Statsd -

Intro

statsd is an industry standard metrics protocol and aggregation service. A statsd client sends metrics to a statsd daemon running as part of a saga deployment, typically over UDP. The statsd daemon aggregates the metrics data over time intervals and sends them to one and more metrics storage services. Instead of storing the metrics immediately when they occur, they are aggregated in memory per interval. This reduces the amount of storage write operations. Since statsd is an industry standard there are various compatible storage solutions that works with statsd metrics data. Those storage solutions can enrich and combine Saga data with other data sets.

Metric types

Each metric has a measurement label, a value and tags.

Increment Increments a stat by a value (default is 1)

statsd_client.increment('my_counter');`

Decrement Decrements a stat by a value (default is -1)

statsd_client.decrement('my_counter',-2,['tags1','tag2']);

Histogram: send data for histogram stat

statsd_client.histogram('my_histogram', 42)

Gauge: Gauge a stat by a specified amount

statsd_client.gauge('my_gauge', 123.45);

Set: Counts unique occurrences of a stat (alias of unique)

statsd_client.set('my_unique', 'foobar');
statsd_client.unique('my_unique', 'foobarbaz');`

Saga is using the hot-shots statsd client and the versatile Telegraf statsd daemon. The daemon can be configured to use a wide range of storage systems aka outputs like influxdb, elasticSearch, datadog, bigQuery or timescale.

Default Metrics

Saga is tracking certain application events by default. Metrics label follow the HTTP and Socket naming convention. Every metric has a tag indicating the unique SAGA Application Name, so when a single storage system is used for various SAGA Applications they can be differentiated.

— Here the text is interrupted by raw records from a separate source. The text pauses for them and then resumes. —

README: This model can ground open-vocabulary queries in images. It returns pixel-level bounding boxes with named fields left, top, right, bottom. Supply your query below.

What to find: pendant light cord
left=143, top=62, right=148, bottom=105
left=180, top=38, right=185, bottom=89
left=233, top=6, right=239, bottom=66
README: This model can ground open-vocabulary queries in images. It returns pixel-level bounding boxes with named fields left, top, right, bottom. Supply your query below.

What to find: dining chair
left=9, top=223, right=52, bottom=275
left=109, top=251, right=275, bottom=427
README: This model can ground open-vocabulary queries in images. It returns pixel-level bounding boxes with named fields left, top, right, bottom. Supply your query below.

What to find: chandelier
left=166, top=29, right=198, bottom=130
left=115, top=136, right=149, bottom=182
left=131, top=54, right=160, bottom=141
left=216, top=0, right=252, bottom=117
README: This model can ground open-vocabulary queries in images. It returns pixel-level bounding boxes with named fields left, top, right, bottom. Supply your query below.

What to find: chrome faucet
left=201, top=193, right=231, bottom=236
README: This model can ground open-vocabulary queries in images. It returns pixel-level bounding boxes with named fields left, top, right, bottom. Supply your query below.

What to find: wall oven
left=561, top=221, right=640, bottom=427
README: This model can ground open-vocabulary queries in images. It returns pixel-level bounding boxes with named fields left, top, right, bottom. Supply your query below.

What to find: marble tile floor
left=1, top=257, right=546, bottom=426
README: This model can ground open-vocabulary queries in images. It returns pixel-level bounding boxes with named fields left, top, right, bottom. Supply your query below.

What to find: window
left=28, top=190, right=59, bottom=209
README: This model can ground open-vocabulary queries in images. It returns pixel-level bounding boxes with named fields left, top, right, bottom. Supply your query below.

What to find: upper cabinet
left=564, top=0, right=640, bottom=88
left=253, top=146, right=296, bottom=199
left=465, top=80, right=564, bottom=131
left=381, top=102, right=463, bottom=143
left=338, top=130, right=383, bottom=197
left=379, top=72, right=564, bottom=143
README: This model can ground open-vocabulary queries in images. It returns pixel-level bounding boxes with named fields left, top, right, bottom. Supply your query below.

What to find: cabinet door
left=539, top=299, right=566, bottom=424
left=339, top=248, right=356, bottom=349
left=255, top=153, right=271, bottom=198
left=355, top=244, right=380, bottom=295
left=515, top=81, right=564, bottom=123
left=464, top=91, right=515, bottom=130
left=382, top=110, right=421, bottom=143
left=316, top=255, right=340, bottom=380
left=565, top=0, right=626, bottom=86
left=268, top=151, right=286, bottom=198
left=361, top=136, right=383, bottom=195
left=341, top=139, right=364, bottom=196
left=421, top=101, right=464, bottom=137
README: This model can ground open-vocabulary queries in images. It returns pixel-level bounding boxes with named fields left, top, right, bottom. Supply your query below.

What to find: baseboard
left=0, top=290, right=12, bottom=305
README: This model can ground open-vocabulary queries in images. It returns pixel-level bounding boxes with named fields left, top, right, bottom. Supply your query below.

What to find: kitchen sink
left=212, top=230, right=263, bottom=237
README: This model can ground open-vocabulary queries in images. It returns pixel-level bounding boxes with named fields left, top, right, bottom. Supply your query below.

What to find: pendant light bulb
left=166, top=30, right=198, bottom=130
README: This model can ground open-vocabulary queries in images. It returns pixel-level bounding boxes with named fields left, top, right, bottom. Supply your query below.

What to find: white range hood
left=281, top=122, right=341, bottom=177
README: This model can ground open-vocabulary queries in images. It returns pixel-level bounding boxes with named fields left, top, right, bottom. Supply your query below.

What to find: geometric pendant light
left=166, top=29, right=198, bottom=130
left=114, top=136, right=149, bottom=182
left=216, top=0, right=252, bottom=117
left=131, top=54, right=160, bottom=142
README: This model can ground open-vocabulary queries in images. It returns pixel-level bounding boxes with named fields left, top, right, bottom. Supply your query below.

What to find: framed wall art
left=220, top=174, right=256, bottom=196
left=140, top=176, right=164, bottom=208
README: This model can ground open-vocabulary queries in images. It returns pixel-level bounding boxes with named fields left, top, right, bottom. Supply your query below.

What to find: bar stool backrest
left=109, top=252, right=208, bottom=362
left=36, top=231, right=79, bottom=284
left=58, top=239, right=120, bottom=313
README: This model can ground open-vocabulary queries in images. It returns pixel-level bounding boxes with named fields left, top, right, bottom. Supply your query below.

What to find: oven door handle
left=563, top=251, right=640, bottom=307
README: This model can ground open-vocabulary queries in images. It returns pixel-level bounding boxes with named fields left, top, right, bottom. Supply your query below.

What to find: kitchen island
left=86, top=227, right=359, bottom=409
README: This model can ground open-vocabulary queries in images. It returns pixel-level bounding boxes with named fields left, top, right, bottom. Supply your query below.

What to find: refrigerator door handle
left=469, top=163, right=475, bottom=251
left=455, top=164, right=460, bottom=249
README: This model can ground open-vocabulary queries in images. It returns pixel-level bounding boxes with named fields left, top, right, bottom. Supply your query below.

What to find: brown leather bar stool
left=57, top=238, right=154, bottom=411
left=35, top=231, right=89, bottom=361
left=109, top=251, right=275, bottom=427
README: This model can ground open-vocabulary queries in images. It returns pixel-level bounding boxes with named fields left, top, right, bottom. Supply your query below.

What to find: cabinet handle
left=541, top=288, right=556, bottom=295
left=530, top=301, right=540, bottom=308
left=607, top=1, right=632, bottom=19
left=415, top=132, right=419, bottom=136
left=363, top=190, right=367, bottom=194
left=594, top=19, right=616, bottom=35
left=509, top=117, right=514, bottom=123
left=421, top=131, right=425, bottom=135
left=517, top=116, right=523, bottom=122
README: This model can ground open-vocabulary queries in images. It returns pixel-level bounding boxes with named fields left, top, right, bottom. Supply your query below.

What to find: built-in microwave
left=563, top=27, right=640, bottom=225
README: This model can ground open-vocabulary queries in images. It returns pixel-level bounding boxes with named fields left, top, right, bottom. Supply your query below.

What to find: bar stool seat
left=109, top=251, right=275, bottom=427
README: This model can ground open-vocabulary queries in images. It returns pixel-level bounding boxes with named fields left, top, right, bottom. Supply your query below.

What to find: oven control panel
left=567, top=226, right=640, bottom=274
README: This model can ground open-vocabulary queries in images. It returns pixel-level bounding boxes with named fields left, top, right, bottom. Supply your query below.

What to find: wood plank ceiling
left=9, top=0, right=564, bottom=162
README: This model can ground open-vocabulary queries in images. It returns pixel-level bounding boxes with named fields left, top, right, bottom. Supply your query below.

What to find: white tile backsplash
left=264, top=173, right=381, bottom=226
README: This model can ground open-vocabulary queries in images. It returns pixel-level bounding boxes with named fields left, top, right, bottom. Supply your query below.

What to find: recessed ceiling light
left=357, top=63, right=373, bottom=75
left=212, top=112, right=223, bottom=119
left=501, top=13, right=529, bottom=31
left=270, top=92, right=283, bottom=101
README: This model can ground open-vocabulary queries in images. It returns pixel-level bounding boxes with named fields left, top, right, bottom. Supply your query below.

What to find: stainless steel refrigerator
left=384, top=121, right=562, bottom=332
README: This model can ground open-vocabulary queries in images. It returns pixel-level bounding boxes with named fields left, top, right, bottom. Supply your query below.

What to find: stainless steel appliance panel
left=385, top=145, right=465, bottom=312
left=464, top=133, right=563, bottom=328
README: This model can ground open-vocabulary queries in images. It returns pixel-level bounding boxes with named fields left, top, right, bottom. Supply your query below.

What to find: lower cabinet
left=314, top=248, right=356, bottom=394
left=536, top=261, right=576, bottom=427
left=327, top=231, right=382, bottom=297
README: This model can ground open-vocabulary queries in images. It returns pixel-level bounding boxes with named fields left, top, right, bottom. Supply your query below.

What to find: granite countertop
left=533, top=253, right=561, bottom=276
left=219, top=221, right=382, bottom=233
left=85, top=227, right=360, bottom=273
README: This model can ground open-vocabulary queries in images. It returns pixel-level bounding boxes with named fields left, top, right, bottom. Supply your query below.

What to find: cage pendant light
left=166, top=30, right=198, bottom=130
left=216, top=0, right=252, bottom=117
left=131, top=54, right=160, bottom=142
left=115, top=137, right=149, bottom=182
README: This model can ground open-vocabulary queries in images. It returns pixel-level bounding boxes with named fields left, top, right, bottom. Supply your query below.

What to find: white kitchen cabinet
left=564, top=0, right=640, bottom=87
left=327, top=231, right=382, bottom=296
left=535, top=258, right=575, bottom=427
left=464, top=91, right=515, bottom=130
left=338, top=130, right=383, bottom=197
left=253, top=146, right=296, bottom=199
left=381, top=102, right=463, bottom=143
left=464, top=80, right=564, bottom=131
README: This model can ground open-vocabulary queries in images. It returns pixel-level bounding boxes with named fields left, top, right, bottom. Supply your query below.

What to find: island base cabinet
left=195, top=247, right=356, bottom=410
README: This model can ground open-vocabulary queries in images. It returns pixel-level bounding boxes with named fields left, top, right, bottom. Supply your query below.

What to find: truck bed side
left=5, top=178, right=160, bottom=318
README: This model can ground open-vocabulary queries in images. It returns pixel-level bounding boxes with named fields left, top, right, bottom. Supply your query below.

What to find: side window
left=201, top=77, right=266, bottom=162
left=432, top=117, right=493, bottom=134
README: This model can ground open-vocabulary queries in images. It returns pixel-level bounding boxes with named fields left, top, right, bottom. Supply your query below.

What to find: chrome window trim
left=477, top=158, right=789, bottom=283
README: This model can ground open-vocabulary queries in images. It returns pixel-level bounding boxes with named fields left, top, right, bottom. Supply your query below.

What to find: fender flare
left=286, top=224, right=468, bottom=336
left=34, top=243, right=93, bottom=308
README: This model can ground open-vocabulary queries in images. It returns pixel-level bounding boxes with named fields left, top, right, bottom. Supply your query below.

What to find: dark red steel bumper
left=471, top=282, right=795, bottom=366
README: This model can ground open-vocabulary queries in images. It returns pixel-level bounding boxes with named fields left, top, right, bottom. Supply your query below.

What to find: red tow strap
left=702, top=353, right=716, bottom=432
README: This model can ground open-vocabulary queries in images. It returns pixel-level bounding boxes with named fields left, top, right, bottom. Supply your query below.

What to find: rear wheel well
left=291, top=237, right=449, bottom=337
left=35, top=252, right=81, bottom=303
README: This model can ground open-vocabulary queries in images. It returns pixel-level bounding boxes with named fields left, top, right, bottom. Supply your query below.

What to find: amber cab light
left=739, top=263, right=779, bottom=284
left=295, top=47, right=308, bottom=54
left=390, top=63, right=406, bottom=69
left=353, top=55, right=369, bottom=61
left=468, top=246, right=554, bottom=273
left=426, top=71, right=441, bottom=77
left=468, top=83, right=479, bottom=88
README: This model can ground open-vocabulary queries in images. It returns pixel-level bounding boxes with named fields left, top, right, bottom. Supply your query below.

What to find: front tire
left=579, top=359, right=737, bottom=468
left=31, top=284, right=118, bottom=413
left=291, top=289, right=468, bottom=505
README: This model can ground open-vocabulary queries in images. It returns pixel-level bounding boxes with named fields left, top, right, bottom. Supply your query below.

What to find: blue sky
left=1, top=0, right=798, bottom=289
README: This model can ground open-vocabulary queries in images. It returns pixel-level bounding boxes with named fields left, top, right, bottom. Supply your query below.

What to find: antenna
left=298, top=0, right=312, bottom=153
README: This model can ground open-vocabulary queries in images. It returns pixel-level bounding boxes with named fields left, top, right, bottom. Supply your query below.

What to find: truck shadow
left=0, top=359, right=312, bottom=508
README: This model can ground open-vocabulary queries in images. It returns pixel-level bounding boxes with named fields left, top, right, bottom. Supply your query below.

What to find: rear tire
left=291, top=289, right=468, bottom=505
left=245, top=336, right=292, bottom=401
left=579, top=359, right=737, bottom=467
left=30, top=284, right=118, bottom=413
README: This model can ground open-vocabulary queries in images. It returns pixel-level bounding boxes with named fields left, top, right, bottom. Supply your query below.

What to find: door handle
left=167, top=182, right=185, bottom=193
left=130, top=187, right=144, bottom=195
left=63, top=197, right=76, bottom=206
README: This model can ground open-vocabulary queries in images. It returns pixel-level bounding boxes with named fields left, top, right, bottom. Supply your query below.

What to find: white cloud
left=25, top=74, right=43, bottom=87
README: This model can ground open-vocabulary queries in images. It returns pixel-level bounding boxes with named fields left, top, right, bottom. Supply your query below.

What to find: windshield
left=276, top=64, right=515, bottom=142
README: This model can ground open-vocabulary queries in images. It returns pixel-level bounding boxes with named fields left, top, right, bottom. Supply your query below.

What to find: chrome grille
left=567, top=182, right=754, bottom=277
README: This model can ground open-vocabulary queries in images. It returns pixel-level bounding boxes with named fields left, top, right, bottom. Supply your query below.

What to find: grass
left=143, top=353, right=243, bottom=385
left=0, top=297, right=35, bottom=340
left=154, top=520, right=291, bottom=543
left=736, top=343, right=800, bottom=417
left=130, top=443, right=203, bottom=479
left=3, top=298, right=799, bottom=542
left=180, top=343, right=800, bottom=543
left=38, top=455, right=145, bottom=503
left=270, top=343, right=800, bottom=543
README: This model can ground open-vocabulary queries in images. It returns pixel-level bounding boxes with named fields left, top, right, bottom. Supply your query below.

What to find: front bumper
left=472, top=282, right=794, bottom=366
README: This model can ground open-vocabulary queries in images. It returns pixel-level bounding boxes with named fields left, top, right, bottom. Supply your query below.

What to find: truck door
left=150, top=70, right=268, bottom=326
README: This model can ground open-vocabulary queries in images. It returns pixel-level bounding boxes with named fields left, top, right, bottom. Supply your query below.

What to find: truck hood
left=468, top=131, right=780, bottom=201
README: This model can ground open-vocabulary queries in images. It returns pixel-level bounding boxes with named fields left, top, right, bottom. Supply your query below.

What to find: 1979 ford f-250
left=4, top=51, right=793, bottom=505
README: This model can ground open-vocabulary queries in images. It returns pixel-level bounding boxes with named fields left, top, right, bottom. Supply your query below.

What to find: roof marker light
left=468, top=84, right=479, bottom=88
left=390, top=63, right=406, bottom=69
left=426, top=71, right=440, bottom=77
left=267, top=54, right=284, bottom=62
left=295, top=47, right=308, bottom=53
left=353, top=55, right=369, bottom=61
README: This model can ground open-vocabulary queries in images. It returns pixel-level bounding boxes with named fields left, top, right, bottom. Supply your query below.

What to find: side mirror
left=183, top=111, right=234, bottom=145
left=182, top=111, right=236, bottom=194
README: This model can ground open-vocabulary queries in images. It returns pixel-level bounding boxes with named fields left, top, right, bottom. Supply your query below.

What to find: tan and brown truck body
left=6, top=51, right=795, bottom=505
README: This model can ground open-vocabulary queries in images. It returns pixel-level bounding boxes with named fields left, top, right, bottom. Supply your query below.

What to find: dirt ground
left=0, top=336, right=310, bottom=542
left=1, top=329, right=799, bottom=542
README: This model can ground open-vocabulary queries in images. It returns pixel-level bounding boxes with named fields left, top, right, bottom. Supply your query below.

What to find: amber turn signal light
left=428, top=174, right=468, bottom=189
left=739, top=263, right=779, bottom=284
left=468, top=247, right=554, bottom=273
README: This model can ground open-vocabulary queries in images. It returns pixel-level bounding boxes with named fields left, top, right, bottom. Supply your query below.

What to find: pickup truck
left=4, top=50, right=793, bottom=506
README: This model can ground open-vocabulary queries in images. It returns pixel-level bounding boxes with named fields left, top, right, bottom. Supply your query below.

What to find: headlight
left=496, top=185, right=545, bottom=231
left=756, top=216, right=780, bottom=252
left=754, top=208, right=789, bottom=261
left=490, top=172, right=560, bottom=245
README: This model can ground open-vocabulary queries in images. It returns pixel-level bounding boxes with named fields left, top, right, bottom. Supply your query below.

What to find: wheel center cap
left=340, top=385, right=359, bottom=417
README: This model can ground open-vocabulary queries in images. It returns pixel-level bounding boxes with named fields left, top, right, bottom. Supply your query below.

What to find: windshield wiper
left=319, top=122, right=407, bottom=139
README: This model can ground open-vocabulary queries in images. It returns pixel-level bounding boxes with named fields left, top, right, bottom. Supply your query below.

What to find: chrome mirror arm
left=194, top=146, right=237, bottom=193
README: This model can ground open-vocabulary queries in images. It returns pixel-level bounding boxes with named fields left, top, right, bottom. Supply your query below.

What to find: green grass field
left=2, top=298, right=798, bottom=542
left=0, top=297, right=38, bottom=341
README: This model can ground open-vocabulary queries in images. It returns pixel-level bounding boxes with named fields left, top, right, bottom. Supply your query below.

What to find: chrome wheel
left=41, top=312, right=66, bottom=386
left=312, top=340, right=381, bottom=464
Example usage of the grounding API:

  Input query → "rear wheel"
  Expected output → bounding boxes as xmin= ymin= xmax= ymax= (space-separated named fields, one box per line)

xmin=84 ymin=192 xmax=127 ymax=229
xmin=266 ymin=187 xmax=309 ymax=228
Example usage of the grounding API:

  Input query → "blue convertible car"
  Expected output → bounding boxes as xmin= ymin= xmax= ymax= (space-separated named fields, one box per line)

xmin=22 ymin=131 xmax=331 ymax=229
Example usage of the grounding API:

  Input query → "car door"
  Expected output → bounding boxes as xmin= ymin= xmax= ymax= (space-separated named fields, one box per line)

Tags can be used to dive in and differentiate metrics.

/users/register/count - counts user registrations
/users/login/count - triggered when an existing user registers
/messages/create/count - counts user logins. tags: user_id, bot_id and message from
/bots/properties/count - count user property creation. tags: bot_id and property name
/users/properties/count - count bot property creation. tags: user_id and property name
/globals/properties/count - count global property creation. tags: property name
/bots/signals/count - count user signal creation. tags: bot_id
/users/signals/count - count bot signal creation. tags: user_id
/globals/signals/count - count global signal creation
/jobs/runnable_calls/count, - count job invocations. tags: job_id
/jobs/runnable_calls/duration - job duration histogram. tags: job_id
/jobs/runnable_calls/queue_duration - job queue_duration histogram. tags: job_id
/scripts/runnable_calls/count - count script invocations. tags: script_id
/scripts/runnable_calls/duration - script duration histogram. tags: script_id
/scripts/runnable_calls/queue_duration - script queue_duration histogram. tags: script_id
/jobs/parallel_processing/ histogram, amount of jobs worked on in parallel per instance
/scripts/parallel_processing/ histogram, amount of jobs worked on in parallel per instance
/lifecycle/count keeps track of starting and stopping on workers. tags: name=[start,exit] source=[scripts_worker,jobs_worker,http_worker]
/lifecycle/count keeps track of starting and stopping on workers. tags: name=[start,exit] source=[scripts_worker,jobs_worker,http_worker]
/scripts/queue/messages total amount of script messages in queue. tags: runnable_id ID of script
/scripts/queue/messages_ready amount of script messages in queue ready for consumption. tags: runnable_id ID of script
/scripts/queue/messages_unacknowledged amount of script messages in queue currently worked on. tags: runnable_id ID of script
/jobs/queue/messages total amount of job messages in queue. tags: runnable_id ID of jobs
/jobs/queue/messages_ready amount of job messages in queue ready for consumption. tags: runnable_id ID of jobs
/jobs/queue/messages_unacknowledged amount of job messages in queue currently worked on. tags: runnable_id ID of jobs

Custom Metrics

Application logic is coded in scripts and jobs. Every script and job has an entity called 'statsd_client' through which it can create custom metrics. Each custom metric has default tags, the application name and the script/job title and id.

(message, user, bot) =>{
  statsd_client.increment("happy_message_counter");
}

API Calls

All metrics can be retrieved via a single analytics API call.

GET /analytics

Required Parameters.

measurement: name of the measurement
field: name of the field
aggregateFunction: aggregate function for field, like mean,count or sum InfluxDB Aggregate Functions
start: date in javascript format
end: date in javascript format
group_by: time interval grouping X[shmd], example 1h or -15m

Optional Parameters.

timezoneOffset: translate times to the timezone with the given offset, +/-dh, example -5h
query: json formatted tag filter, example: {runnable_id:'ab479665ee22}`

{"group_by":"15m",
"values":[
    {"value":1,"date":"2023-05-29T16:15:00Z"},
    {"value":1,"date":"2023-05-29T16:30:00Z"},
    {"value":1,"date":"2023-05-29T16:45:00Z"},
    {"value":1,"date":"2023-05-29T17:00:00Z"},
    {"value":1,"date":"2023-05-29T17:15:00Z"},
    {"value":1,"date":"2023-05-29T17:30:00Z"},
    {"value":1,"date":"2023-05-29T17:45:00Z"},
    {"value":1,"date":"2023-05-29T18:00:00Z"},
    {"value":1,"date":"2023-05-29T18:15:00Z"},
    {"value":1,"date":"2023-05-29T18:30:00Z"},
    {"value":1,"date":"2023-05-29T18:45:00Z"},
    {"value":1,"date":"2023-05-29T19:00:00Z"},
    {"value":1,"date":"2023-05-29T19:15:00Z"}
    ]
}